È lo stesso Boatti a spiegare il senso e il percorso del suo lavoro di ricerca quando, in premessa, scrive che gli storici lavorano con metodo per comprendere quanto di ancora ignoto, sul passato, merita di venire alla luce. Il suo libro prende però un'altra direzione. Pur aderendo puntigliosamente alla realtà dei fatti, sviluppa una narrazione che fa emergere, nel ruolo svolto dalla polizia politica della dittatura fascista, quanto di così ovvio e scontato vi ha preso posto tanto da risultare, ancora oggi, parzialmente velato. Così, per dettagli e frammenti che conducono a più vaste connessioni, ecco ricomposto il mosaico dell'agire di un efficiente e selezionato apparato, interno al Viminale, che serve Mussolini ma che, tuttavia, è già operante ben prima del suo brutale imporsi. E, al crollo del regime, gli sopravvive, nella Repubblica. Tutto questo nel nome di quella continuità dello Stato, o meglio delle sue strutture repressive, su cui ha fatto luce, sottolinea Boatti, già negli anni Settanta, la ricerca storiografica di Claudio Pavone. Non a caso l'incipit del libro racconta il drammatico incrociarsi, nella Roma occupata dai nazisti, del giovane cospiratore antifascista Pavone con Guido Leto, capo della polizia politica del regime e personaggio centrale nella narrazione. Giova ricordare che Guido Leto, succeduto ad Arturo Bocchini nella guida della polizia politica nel 1938, ne fu responsabile anche al tempo della RSI per poi traghettare, superato indenne l’epurazione e il processo nell’aprile del 1946, alle istituzioni repubblicane: fu direttore tecnico delle scuole di Polizia fino alla pensione nel 1951. Questa continuità viene resa evidente dall’autore che, aggiunge: “Ciò interpella tutti coloro che hanno a cuore le libertà duramente conquistate da quegli intrepidi che, seppur pochi, non si piegarono alla dittatura. Né si rassegnarono al conformismo dei più”. E qui risulta evidente il collegamento con un altro testo di Boatti, del 2001: “Preferirei di no. Le storie dei dodici professori che si opposero a Mussolini”.

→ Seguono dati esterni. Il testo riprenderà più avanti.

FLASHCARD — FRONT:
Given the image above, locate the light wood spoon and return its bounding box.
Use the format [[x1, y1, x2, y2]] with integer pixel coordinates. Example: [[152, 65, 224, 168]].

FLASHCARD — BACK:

In una recente intervista pubblicata da “La Provincia Pavese” – il quotidiano della “sua terra” cui collabora da tempo dopo aver firmato a lungo, con Oreste Del Buono, “Luoghi comuni”, storica rubrica su “Tuttolibri”, l’inserto de “La Stampa” – Giorgio Boatti spiega al meglio il suo lavoro di scrittura, oggi. “Nella mia vita appartata faccio continui bagni di realtà, leggo, studio, mi confronto. Invecchiando, mi godo il piacere di imparare e di capire. Questo deve fare l’intellettuale, scendere dalla cattedra e porsi al servizio della comunità. Lo faccio anche con “Inganni di Stato”, che parla a ogni generazione e offre una chiave per capire una fase della nostra storia e come funzionano le istituzioni a guardia del segreto e del potere. È una militanza civica”. Per questa militanza civica, merita gratitudine."